Whilst I would never reject my child, ever, I also didn't really mean I would reject my dogs, to my mind there is always a way to cope and I would explore every possible avenue before rehoming my dogs, they are also my family, I didn't get them on a whim and I promised to give them a good life, for all of their life, not to trade them in for a birth baby or an adopted child.  When I make a commitment I take is seriously.


----------



## Starmaker73 (Jun 28, 2013)

MummyAuntieKatie the second half of that post is EXACTLY how I feel. Thank you for saying that.

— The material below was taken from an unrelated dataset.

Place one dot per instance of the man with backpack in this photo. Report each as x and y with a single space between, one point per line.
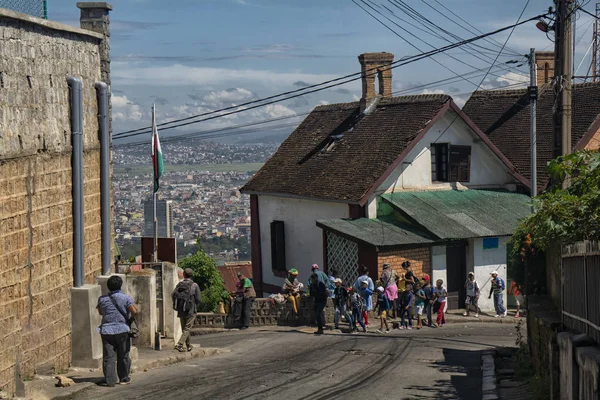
497 290
186 298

I liked your answer to Panel, and that seemed to be enough for them?


----------



## AoC (Oct 28, 2008)

We were TERRIFIED that Bug would be allergic to our cats.  It was one of our matching criteria that our child shouldn't have a family history of allergies.  They assured us he didn't, that he had a dog in placement, and when we took him home he was fine.  Then months later when we met a member of birth family, they told us all the family have allergies!!!  Argh!  Can't believe we've been this lucky...


----------



## Starmaker73 (Jun 28, 2013)

Wow, what a lucky escape AoC.  It must have been a huge relief that your LO wasn't allergic to your cat.  My SW hasn't mentioned anything about talking my dog into consideration when matching, but I think I will mention to her that I'd like her to pay special attention to LOs having no allergies or fear of dogs.  At least that way I will hopefully have taken some precautions.


----------



## MummyAuntieKatie (Oct 18, 2012)

Panel didn't push the dog question, they seemed to accept that I was sincere in saying that we would rehome them and put BB first.  What they didn't need to know was that I would do everything in my power to ensure that was never necessary.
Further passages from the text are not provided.